Excess phase correction should mostly be performed with the room windowed out of the equation — ideally anechoic. You could maybe do a bit more in the low bass when trying to improve integration between multiple speakers/drivers with different phase profiles in-room — but even that has to be realistically limited.

Even the creator of DRC says his “normal” correction preset could already be a bit too much in some systems — recollection from discussions in the archived mailing list.
 
First of all, do you understand that excess phase is caused by the room? When a speaker is measured in the room, what is measured is the minimum phase response of the speaker, together with the excess phase response of the room. One of the first steps is to extract the minimum phase response through the Hilbert-Bode transform. Correction is done on the minimum phase response only, since it is the only response that can be inverted and remain stable. The excess phase response can not be inverted because the zeros reside outside of the unit circle, and attempting to invert this will create a pole which will create an unbounded output. This will result in asking your amp to supply infinite current, which isn't good for the amp to put it mildly.

Excess phase is the result of a cascade of minimum phase filters, e.g. minimum phase crossover + minimum phase driver = excess phase. Another example is that a single reflection is minimum phase, but multiple reflections add up and create excess phase. Although I have lumped them together, they are not the same. The former is a convolution (multiplication) function, whereas the latter is a sum. The difference is that zero times one is zero, but zero plus one is one.

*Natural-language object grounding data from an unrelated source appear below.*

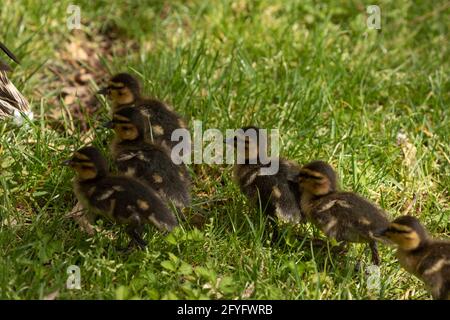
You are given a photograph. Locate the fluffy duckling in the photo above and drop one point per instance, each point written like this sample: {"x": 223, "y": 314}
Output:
{"x": 124, "y": 90}
{"x": 12, "y": 102}
{"x": 138, "y": 157}
{"x": 277, "y": 192}
{"x": 426, "y": 258}
{"x": 344, "y": 216}
{"x": 123, "y": 200}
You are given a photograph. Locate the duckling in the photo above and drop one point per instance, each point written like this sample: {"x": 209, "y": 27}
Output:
{"x": 124, "y": 90}
{"x": 121, "y": 199}
{"x": 12, "y": 102}
{"x": 344, "y": 216}
{"x": 278, "y": 193}
{"x": 136, "y": 156}
{"x": 426, "y": 258}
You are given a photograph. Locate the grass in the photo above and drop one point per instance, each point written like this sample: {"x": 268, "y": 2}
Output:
{"x": 336, "y": 90}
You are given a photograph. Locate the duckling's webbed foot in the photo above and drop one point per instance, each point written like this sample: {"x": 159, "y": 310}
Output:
{"x": 375, "y": 257}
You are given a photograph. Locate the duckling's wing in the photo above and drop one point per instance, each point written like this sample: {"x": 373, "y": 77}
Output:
{"x": 348, "y": 217}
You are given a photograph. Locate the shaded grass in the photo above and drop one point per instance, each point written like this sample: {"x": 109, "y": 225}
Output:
{"x": 336, "y": 90}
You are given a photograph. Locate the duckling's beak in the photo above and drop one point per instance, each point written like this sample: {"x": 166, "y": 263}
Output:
{"x": 108, "y": 124}
{"x": 103, "y": 91}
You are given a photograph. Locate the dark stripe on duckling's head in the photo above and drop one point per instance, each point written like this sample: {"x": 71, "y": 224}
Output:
{"x": 130, "y": 123}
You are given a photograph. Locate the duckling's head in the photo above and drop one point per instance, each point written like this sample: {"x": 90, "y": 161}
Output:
{"x": 246, "y": 141}
{"x": 3, "y": 65}
{"x": 318, "y": 178}
{"x": 122, "y": 89}
{"x": 89, "y": 164}
{"x": 406, "y": 232}
{"x": 128, "y": 123}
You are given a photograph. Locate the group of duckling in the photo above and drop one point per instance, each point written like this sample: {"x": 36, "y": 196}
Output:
{"x": 151, "y": 188}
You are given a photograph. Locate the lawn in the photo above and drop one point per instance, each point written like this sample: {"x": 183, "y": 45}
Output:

Thus a minimum phase cascade that is produced by multiplication is more likely to retain its minimum phase characteristics (including the important characteristic of inversion) than a cascade that is produced by addition.

Up to a point, it is possible to correct excess phase with a reverse all pass filter and there are tools available to do so, e.g. RePhase. As ernestcarl points out, there is a risk of creating pre-ringing.

But it is virtually impossible to correct excess phase created by the room, it would be akin to trying to move walls with DSP. Because it is a physical problem, it requires a physical solution: reposition your speakers to create more symmetry, think about moving furniture, acoustic treatment, etc.

Re: whether excess phase is audible. Well, we have to be careful about what we are talking about here. If you have one speaker jammed up against a wall, with the other into a room opening, the excess phase will be asymmetrical creating inter-channel phase asymmetry. You will easily hear that. But what if the speakers are symmetrical and the EP response looks the same between the speakers? Whether this is audible or not is somewhat controversial. Ohm's Acoustic Law states that it is not audible. Amir's video states it is not audible. JJ seems to think that if it is less than 15 degrees per ERB, it is not audible. My personal belief is that it is audible.

My take-away from all this reading is: above all, make sure the EP response between left and right speaker is symmetrical. This is best achieved by ensuring symmetry when the speakers are positioned, because attempting to DSP your way out of badly positioned speakers is a fool's errand.